Mas não se pode dizer que as previsões de Arruda falharam. Ele afirma que, "tecnicamente, só se poderia falar em erro ou acerto se fosse dito que há 100% de chances de algo acontecer. E 100% não existe para cálculos de vitória, empate ou derrota". O que é possível afirmar com absoluta certeza é a condição de classificação de uma equipe, pois há situações em que, mesmo que o time seja derrotado em todos os jogos dali para frente, a pontuação necessária para ir à próxima fase já está garantida. Nos últimos oito anos, as previsões de Arruda mostraram-se mais satisfatórias do que a simples afirmação de que há 1/3 de chances para cada resultado. De todos os jogos analisados, 54% apresentaram resultado real em conformidade com o resultado mais provável, calculado pelo modelo de Arruda. O segundo resultado mais provável ocorreu efetivamente em 32% dos casos e o resultado considerado menos provável foi observado em apenas 14% das partidas. "É um bom desempenho do modelo", diz Arruda.

A ajuda de um software

O pesquisador do Departamento de Informática da Pontifícia Universidade Católica do Rio de Janeiro (PUC-Rio) Celso Carneiro Ribeiro e o então pesquisador do mesmo departamento (hoje na Universidade Federal de Minas Gerais) Sebastián Urrutia desenvolveram um software, ao qual deram o nome de Futmax, que provê informações detalhadas a cada rodada de um campeonato, sobre as condições exatas de classificação e o desempenho das equipes de diferentes competições futebolísticas. As últimas competições acompanhadas pelo Futmax foram as da disputa pelas quatro vagas na Taça Libertadores da América através do Campeonato Brasileiro e as eliminatórias sul-americanas para a Copa do Mundo 2006, mas ele deve voltar a ser utilizado no segundo turno do Campeonato Brasileiro, dentro de um mês e meio. "No início do campeonato há poucas informações que auxiliem os cálculos. Os dados fornecidos pelo Futmax passam a se tornar interessantes a partir do segundo turno", diz Ribeiro.

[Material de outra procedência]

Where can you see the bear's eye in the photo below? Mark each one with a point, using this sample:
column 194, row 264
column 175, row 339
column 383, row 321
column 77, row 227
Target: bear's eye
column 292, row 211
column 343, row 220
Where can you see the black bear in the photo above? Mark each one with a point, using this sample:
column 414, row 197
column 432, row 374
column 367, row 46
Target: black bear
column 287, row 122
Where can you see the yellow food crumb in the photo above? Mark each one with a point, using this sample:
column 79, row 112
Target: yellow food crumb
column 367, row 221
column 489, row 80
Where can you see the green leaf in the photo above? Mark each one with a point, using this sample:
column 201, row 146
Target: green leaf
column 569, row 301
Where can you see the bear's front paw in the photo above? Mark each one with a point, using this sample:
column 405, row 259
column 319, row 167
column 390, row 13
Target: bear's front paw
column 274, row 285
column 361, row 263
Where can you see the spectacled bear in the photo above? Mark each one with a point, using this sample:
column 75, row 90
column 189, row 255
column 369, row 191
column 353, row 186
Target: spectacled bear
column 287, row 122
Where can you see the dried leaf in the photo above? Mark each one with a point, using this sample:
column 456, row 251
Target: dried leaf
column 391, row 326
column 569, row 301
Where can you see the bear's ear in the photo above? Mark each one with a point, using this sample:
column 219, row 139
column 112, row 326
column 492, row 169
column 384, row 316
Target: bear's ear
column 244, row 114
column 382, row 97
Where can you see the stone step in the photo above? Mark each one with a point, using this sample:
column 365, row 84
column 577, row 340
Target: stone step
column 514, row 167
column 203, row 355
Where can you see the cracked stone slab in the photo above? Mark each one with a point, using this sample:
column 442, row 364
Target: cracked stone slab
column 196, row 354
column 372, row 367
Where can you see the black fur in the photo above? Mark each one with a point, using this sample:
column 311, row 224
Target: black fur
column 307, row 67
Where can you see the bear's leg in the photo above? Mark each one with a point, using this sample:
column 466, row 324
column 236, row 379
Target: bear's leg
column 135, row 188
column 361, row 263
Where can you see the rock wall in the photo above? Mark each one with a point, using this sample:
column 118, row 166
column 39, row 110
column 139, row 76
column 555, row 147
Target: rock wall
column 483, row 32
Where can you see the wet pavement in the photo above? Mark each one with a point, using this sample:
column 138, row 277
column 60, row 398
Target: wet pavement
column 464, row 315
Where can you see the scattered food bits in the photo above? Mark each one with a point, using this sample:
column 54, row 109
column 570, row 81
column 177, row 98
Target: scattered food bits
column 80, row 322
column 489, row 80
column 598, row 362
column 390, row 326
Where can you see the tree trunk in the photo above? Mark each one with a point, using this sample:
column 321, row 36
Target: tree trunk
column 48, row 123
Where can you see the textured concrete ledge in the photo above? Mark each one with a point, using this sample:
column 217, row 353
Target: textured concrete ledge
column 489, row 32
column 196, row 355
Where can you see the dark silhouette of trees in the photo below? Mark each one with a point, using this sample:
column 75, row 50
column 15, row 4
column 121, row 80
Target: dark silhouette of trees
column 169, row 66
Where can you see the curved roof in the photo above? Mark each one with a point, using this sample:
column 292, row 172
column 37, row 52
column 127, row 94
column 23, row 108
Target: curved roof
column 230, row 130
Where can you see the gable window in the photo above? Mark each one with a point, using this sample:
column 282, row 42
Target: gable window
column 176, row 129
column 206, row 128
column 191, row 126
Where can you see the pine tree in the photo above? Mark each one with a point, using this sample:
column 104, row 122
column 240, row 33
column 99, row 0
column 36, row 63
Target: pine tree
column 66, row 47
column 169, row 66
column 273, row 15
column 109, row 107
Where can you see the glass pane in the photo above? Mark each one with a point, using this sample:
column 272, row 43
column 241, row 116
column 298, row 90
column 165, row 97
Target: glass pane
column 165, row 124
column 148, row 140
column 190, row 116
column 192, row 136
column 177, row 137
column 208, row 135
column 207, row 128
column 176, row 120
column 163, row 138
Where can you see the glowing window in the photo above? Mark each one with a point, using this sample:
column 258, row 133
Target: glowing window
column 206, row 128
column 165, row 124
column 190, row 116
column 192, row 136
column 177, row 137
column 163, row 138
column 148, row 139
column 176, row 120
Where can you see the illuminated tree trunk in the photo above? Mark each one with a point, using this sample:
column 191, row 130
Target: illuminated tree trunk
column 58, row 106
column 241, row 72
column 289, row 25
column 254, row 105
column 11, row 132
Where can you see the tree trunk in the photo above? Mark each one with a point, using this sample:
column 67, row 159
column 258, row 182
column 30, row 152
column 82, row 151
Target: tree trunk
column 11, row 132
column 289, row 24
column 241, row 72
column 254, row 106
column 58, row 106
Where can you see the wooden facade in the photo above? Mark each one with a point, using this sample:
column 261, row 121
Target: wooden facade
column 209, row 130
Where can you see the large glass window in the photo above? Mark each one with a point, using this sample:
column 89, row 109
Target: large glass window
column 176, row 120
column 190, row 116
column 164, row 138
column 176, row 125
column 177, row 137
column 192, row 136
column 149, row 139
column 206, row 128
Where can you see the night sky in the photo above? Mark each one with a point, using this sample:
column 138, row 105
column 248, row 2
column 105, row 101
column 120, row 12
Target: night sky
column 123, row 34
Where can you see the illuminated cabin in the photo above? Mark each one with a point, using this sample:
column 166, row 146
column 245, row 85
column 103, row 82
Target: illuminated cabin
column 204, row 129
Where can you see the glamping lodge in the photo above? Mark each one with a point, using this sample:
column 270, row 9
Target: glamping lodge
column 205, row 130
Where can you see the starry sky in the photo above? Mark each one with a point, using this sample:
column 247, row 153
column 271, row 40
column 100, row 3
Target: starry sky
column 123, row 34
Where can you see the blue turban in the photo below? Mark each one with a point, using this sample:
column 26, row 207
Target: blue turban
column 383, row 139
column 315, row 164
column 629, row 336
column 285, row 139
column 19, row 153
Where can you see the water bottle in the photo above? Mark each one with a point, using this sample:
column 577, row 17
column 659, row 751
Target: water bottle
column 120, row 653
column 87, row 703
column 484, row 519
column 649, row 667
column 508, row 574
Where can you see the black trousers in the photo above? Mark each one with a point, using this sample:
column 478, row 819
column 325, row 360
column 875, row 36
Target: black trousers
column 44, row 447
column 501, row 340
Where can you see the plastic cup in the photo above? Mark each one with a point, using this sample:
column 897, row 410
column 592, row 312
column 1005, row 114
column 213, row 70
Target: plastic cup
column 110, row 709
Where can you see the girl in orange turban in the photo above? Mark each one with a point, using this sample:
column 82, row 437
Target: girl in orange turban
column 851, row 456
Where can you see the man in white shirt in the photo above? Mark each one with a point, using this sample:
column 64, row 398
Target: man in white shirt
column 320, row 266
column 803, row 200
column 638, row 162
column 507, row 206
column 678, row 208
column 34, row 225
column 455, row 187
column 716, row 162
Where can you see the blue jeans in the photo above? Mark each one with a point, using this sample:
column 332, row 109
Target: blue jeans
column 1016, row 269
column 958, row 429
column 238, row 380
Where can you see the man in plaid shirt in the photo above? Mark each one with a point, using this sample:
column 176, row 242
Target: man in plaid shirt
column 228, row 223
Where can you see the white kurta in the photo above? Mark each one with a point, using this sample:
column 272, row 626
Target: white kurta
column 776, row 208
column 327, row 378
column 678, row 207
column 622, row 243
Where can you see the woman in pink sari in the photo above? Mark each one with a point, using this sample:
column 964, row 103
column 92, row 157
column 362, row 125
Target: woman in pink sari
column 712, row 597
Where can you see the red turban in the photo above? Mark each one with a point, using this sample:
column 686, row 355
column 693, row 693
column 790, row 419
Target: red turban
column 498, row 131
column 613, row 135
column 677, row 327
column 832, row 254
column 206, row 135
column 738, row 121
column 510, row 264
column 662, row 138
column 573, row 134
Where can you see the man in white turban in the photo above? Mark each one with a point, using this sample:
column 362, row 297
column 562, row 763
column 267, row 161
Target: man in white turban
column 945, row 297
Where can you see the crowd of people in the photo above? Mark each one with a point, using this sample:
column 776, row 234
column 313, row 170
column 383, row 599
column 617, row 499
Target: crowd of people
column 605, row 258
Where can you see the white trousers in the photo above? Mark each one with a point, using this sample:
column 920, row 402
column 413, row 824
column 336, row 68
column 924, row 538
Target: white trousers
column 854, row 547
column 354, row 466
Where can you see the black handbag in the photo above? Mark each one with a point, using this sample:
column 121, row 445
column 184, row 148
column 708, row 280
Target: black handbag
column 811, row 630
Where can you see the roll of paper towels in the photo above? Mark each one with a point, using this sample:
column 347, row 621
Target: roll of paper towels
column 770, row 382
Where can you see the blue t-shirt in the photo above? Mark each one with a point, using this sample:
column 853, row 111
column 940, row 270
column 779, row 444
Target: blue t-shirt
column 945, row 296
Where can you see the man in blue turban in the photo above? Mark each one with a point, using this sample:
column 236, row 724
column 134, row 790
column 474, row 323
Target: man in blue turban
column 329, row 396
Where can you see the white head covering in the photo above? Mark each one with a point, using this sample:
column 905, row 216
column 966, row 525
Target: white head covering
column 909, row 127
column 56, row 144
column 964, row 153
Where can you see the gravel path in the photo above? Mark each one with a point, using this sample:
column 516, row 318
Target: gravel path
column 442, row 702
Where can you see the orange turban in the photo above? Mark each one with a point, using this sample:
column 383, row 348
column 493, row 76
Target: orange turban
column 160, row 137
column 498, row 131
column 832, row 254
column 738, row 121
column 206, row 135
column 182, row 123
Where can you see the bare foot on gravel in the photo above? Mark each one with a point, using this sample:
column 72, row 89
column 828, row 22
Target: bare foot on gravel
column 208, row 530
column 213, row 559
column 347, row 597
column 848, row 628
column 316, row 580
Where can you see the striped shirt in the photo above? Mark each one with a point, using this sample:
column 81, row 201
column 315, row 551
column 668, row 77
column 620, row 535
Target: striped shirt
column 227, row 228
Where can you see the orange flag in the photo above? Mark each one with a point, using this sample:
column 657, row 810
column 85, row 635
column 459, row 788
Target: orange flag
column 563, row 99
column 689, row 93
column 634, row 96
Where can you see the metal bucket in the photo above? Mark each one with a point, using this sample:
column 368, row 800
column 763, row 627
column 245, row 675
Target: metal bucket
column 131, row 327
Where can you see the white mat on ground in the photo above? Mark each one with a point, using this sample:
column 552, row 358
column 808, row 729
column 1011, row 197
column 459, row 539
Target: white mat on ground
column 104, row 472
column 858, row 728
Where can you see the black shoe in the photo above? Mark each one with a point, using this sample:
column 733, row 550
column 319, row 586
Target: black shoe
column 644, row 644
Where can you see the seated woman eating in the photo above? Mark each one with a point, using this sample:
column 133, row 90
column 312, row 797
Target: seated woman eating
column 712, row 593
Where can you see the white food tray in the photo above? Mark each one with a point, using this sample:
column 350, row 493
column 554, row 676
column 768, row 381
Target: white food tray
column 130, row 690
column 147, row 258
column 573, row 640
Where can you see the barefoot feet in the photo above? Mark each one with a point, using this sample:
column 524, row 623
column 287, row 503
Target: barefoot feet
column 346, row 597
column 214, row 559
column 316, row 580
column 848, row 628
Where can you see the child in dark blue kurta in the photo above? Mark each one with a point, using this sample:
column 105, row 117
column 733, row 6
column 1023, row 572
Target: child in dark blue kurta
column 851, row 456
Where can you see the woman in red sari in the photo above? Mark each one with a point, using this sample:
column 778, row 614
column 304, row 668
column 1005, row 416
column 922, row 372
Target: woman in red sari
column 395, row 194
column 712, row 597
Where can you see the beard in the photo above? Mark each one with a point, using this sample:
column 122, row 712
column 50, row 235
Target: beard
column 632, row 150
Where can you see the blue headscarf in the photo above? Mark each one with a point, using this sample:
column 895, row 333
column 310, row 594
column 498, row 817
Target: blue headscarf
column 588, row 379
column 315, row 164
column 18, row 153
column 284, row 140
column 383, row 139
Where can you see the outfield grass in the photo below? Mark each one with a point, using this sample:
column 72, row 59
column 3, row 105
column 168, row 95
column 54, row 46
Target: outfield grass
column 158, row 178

Para cada equipe participante dessas competições, o Futmax informa o número de jogos já jogados e de pontos já conquistados, o número de pontos ainda a conquistar para garantir a classificação, independentemente de outros resultados dos adversários, e o número mínimo de pontos a conquistar para ainda manter chances de classificação, dependendo de resultados de outros times. De acordo com Ribeiro, esses números, obtidos por meio da técnica de programação linear inteira, são precisos e mais consistentes do que as informações baseadas em estimativas de probabilidade de vitória. "São resultados de um modelo matemático exato, que considera exaustivamente todas as possibilidades de combinação de resultados”, diz.


Esquemas táticos

A estatística pode ser utilizada no futebol também na elaboração de táticas de jogo, com base em análises dos prováveis comportamentos dos times adversários. O uso cada vez mais sistemático dessa ciência no futebol comprova a profissionalização tanto de clubes quanto de comissões técnicas. Essa forma de pensar o esporte influencia a maneira de se jogar. Os times buscam saídas para melhorar o desempenho em campo. Tanto é assim que o esquema tático usado pela maioria dos treinadores mudou nos últimos 30 anos, assim como o preparo físico dos jogadores. O tradicional 4-3-3 foi substuído pelo 4-4-2. O ápice desse processo aconteceu durante a Copa de 1982, quando o técnico da seleção brasileira Telê Santana adotou o esquema 4-4-2 e sofreu duras críticas. Jornalistas e apaixonados por futebol organizaram uma verdadeira "campanha" que pedia a volta do antigo esquema 4-3-3. A "campanha" ficou conhecida como "Bota o ponta Telê", bordão cunhado pelo humorista Jô Soares.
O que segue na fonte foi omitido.